Walking over to the place we were all sitting yesterday, Niall runs over to me and locks his arms around my chest burying his head into the crook of my neck. All the other boys stay seated, not even noticing me, they don't act the same around me no more. It’s like I'm a newbie of the group and they don't want to know, and it’s ever since the management wanted me to change.

Sitting down besides Louis, he gives me a half smile then looks over at Liberty who is smiling away still holding hands with Dave. Jealousy ranges over me for no reason what so ever, why am I jealous, I don't like her like that, its just every single girl that I have been around since I dumped Liberty, wouldn’t leave me alone and its the same now, except from with her.

Liberty P.O.V

I'm glad that Dave and I have sorted things out, no matter how tight his tops are, or how good his hair will look, I will never like as more then a friend. It’s nice to be surrounded by people that actually want to hear what I have to say. I'm so use to just being alone all the time it’s like I lost all communications with the world, or I'm a person that has been locked away for my life and now I'm finally allowed out.

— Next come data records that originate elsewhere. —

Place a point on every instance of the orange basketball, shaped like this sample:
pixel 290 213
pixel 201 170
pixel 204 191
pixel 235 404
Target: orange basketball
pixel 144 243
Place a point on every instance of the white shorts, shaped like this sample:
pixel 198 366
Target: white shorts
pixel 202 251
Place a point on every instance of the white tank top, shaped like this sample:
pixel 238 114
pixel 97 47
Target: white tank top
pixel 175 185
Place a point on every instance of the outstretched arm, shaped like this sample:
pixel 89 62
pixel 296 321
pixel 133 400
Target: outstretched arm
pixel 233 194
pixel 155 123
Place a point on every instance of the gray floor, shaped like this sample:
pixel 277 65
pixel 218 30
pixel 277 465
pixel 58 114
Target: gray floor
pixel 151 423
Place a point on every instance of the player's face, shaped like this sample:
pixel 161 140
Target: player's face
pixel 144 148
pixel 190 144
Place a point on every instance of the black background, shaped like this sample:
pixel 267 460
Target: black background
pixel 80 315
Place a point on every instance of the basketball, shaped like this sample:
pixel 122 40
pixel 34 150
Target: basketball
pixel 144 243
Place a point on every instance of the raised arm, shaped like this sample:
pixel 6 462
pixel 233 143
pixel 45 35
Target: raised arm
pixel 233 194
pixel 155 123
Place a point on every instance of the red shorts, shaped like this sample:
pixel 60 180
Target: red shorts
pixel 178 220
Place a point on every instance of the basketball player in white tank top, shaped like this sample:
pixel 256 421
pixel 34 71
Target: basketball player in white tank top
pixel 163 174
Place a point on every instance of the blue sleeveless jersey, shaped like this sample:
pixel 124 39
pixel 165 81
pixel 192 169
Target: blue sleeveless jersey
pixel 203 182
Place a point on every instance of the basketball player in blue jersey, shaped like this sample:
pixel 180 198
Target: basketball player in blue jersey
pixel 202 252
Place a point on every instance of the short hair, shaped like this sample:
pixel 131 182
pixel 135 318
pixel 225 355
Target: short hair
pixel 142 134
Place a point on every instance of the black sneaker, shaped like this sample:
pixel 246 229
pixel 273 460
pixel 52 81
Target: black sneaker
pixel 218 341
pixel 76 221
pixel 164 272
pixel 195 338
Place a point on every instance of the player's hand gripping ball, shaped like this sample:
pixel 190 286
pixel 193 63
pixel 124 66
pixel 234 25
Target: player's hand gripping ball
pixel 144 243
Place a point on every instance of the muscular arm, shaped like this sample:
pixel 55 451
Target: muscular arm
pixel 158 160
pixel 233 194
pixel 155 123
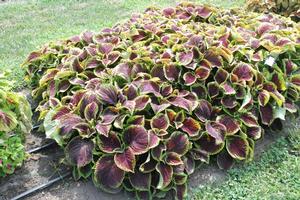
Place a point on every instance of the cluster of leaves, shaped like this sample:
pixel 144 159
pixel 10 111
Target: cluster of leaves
pixel 15 122
pixel 287 8
pixel 140 105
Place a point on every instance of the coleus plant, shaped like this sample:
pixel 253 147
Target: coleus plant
pixel 140 105
pixel 15 122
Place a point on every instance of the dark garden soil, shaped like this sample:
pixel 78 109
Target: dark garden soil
pixel 46 164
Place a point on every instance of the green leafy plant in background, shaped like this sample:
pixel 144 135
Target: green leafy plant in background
pixel 15 122
pixel 139 106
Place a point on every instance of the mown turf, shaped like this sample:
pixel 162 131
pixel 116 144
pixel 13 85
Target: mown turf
pixel 275 176
pixel 26 25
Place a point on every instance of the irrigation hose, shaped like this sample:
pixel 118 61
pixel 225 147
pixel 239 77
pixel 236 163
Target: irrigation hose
pixel 41 187
pixel 36 149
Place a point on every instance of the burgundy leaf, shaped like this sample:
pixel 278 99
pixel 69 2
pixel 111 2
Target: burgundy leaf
pixel 79 152
pixel 160 121
pixel 266 114
pixel 125 160
pixel 232 126
pixel 237 147
pixel 107 175
pixel 140 181
pixel 166 174
pixel 136 137
pixel 178 143
pixel 216 130
pixel 109 144
pixel 191 127
pixel 224 160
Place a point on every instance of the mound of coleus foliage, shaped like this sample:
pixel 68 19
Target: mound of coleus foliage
pixel 15 122
pixel 140 105
pixel 287 8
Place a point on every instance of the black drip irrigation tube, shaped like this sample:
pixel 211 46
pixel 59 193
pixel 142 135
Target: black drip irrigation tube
pixel 49 182
pixel 37 149
pixel 41 187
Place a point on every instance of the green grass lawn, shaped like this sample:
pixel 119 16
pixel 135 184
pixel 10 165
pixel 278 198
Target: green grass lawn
pixel 26 25
pixel 275 176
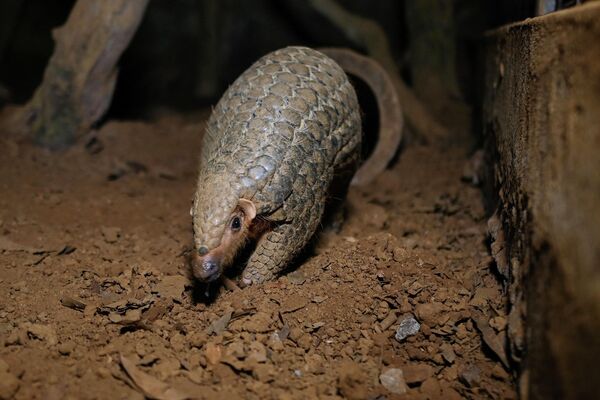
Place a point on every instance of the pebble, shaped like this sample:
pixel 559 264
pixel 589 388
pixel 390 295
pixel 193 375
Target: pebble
pixel 408 326
pixel 393 380
pixel 470 375
pixel 417 373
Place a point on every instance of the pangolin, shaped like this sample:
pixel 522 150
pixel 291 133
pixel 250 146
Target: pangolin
pixel 273 145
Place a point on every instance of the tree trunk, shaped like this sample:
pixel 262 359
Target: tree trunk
pixel 80 77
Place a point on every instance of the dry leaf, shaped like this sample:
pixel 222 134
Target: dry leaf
pixel 149 385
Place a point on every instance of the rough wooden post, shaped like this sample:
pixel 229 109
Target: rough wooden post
pixel 80 77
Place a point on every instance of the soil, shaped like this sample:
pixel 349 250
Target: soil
pixel 97 303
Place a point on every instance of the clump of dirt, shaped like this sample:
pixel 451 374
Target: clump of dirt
pixel 97 301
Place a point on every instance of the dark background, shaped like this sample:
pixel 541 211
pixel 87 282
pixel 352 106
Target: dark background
pixel 186 52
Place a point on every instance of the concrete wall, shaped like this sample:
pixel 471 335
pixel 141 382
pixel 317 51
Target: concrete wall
pixel 542 133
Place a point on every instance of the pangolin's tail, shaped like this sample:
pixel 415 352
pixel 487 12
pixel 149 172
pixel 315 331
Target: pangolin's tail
pixel 391 119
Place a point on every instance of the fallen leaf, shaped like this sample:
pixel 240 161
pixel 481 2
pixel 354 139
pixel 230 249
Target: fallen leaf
pixel 218 326
pixel 72 303
pixel 293 303
pixel 149 385
pixel 172 287
pixel 490 338
pixel 213 353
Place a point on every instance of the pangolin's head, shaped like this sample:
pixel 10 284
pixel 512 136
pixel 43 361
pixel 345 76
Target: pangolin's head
pixel 221 225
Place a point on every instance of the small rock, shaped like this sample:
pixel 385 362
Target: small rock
pixel 417 373
pixel 498 323
pixel 295 334
pixel 393 380
pixel 111 234
pixel 4 367
pixel 257 352
pixel 470 376
pixel 431 387
pixel 352 381
pixel 9 384
pixel 213 353
pixel 430 313
pixel 305 342
pixel 448 353
pixel 236 349
pixel 41 332
pixel 66 348
pixel 263 373
pixel 408 326
pixel 172 287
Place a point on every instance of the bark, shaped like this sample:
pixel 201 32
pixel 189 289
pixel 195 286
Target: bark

“Hey Libby, so what song you doing for this assessment thing?” one of Dave’s mates, Matt I think his name is asks,

“Love Me Do by The Beatles,” I shrug peering over at Harry, catching his glance as he peers back at me,

“Never heard of it,” Matt laughs,

“Its an old song,” I reply not really interested, for some reason even though I feel so blessed to be able to be around friends, I just want to be alone. I want to seat by myself in the corner with no one else’s company except my own.

“Excuse me,” I smile getting up from my seat on the grass, letting go of Dave’s hand, he quickly gets up beside me and frowns.

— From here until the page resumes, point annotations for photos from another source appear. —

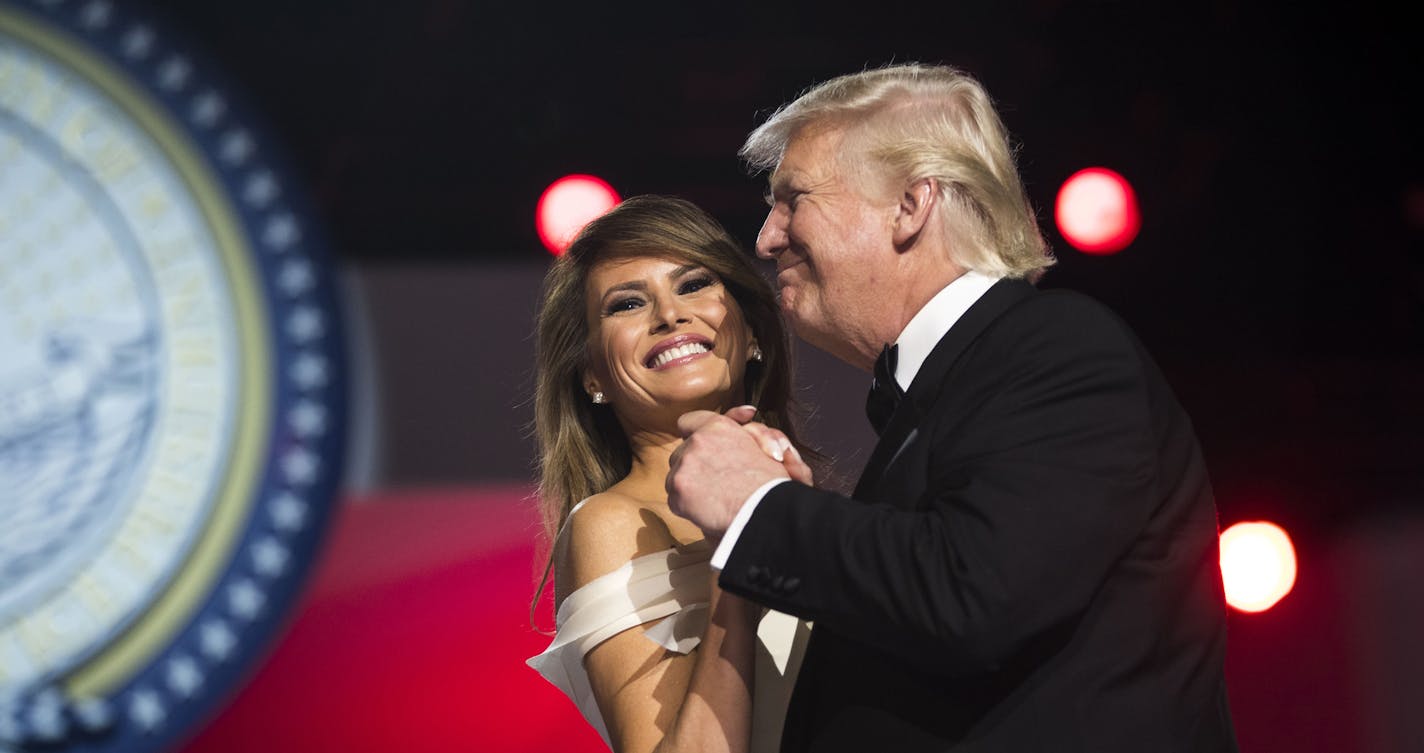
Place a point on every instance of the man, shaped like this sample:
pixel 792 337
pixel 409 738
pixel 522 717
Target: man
pixel 1030 560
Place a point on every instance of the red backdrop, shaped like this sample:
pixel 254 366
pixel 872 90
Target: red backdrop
pixel 415 628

“What’s up?” he frowns squeezing my hand a little,

“Nothing, I err just need to call my brother,” I lie, letting go of his hand again and turning my back as soon as I finish speaking, not allowing Dave to object or reply.

Playing around with the sleeves of my jumper, I walk off the field through the crowds of friends and teachers, the football players and the rugby players, and down the side of the college. The buildings aged as I made my way down the path, grey shattered brick work and cracked black tarmac, old rooted trees and odds and ends scattered everywhere. The building bends round slightly leaving a gap unnoticeable from any point of view. Walking towards it, I slide my back against the cool wall, and hit my bum onto the floor. Finding myself starting to bite my nails out of habit I tear my fingers from my mouth.